As for the time it takes, its just a little over a minute at the most.

Kevin_Krumm · 3 January 2018 22:34

Looks good then. I would watch it see if the RRDCaching makes a diffrence.

sjohnson · 3 January 2018 22:35

Is it supposed to improve over time? Because I’ve enabled it around noon, and the 82K dentry stats is from about 20 minutes ago.

Kevin_Krumm · 3 January 2018 22:35

Yes. https://blog.librenms.org/2017/10/09/performance-when-rrdcached-can-reduce-your-write-iops-by-3000/

sjohnson · 3 January 2018 22:43

OK, thanks for the quick replies. Will read keep an eye on it then.

sjohnson · 5 January 2018 13:25

After close to 48h after the changes, there really hasn’t been any improvement whatsoever, neither on the IOPS or the dentry object count… Any idea if that can be normal and/or what can I check to validate/improve?

Thanks again!

Kevin_Krumm · 5 January 2018 14:46

Are you sure RRDcaching is running?

sjohnson · 5 January 2018 14:51

Yes it is, and with all the settings given in the RRDCached installation CentOS 7 part of the guide.

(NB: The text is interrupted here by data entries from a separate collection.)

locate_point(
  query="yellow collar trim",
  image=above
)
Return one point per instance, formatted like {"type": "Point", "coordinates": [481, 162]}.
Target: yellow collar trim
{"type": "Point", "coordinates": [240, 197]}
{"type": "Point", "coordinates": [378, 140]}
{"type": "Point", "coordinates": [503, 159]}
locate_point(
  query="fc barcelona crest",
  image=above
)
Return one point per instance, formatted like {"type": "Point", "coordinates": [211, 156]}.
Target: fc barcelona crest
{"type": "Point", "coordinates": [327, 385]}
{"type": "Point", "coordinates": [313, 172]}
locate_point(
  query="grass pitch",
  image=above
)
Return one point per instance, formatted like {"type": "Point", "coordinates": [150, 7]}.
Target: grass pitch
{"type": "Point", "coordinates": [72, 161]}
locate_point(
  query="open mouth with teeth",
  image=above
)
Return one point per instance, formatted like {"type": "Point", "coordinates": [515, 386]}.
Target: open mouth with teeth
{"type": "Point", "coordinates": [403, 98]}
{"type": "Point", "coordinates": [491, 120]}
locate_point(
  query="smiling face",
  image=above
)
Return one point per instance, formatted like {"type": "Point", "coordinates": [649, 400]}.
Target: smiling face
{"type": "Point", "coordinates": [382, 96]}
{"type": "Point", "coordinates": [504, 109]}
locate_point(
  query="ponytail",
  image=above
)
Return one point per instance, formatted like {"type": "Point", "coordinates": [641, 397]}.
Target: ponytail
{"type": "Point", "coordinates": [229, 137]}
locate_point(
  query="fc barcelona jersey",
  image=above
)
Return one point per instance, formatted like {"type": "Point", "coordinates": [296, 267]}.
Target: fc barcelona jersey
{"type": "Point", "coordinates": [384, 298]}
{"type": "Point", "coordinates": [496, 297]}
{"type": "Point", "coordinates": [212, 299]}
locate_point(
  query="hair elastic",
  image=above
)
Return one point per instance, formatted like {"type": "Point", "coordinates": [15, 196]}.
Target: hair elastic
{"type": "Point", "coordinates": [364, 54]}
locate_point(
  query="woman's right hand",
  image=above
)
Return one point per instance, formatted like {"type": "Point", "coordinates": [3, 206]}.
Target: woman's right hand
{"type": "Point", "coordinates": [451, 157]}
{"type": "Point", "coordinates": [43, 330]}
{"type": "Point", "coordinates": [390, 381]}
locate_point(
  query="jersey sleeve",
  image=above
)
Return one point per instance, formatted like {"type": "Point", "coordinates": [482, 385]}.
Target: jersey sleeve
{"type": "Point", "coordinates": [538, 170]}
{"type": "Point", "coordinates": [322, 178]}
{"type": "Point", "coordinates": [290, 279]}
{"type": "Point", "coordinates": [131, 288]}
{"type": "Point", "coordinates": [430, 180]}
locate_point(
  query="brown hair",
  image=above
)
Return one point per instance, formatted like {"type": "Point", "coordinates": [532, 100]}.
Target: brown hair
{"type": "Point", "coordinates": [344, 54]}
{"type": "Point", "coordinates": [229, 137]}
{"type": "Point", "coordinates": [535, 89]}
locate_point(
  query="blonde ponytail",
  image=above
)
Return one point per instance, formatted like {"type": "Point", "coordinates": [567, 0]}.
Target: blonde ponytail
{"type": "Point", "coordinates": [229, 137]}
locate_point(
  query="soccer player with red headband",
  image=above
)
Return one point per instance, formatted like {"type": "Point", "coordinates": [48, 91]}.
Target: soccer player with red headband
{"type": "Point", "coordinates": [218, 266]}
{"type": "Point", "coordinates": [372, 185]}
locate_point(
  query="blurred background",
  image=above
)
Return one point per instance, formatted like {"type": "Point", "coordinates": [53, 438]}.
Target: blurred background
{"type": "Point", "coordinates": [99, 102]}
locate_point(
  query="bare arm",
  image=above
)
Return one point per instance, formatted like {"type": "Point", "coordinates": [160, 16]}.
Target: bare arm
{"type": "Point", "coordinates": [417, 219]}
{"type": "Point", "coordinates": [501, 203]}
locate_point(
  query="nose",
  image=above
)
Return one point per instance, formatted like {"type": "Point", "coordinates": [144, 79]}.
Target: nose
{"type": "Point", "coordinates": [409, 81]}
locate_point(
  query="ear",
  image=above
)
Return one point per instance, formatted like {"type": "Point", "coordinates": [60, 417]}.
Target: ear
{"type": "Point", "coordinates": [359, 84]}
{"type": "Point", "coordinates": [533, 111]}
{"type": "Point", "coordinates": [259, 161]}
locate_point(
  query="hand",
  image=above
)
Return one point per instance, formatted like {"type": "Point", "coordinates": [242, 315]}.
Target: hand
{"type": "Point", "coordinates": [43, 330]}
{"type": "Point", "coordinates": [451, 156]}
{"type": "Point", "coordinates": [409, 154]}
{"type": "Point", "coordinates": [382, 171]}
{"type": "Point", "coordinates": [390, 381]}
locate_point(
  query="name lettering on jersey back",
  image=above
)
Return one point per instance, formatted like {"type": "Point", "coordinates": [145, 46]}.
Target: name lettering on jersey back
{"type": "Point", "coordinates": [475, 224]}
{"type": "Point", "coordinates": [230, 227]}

And have this in the config, as per the guide as well:
$config['rrdcached'] = "unix:/run/rrdcached.sock";

Kevin_Krumm · 5 January 2018 14:53

Can you check status of the service?

sjohnson · 5 January 2018 17:30

Yes, it was running/enabled and I restarted it to be sure, still no change:

$ systemctl status rrdcached
● rrdcached.service - Data caching daemon for rrdtool
   Loaded: loaded (/etc/systemd/system/rrdcached.service; enabled; vendor preset: disabled)
   Active: active (running) since Fri 2018-01-05 09:56:54 EST; 2h 30min ago
  Process: 29232 ExecStart=/sbin/rrdcached -w 1800 -z 1800 -f 3600 -s librenms -U librenms -G librenms -B -R -j /var/tmp -l unix:/run/rrdcached.sock -t 4 -F -b [path]/librenms/rrd/ (code=exited, status=0/SUCCESS)
 Main PID: 29233 (rrdcached)
   CGroup: /system.slice/rrdcached.service
           └─29233 /sbin/rrdcached -w 1800 -z 1800 -f 3600 -s librenms -U librenms -G librenms -B -R -j /var/tmp -l unix:/run/rrdcached.sock -t 4 -F -b [path]/librenms/rrd/

Kevin_Krumm · 5 January 2018 17:41

I’m sorry I really don’t know what else suggest I have never seen this on any my servers or with other users with LibreNMS or Network Monitoring in general. I’m not even sure if its a real issue.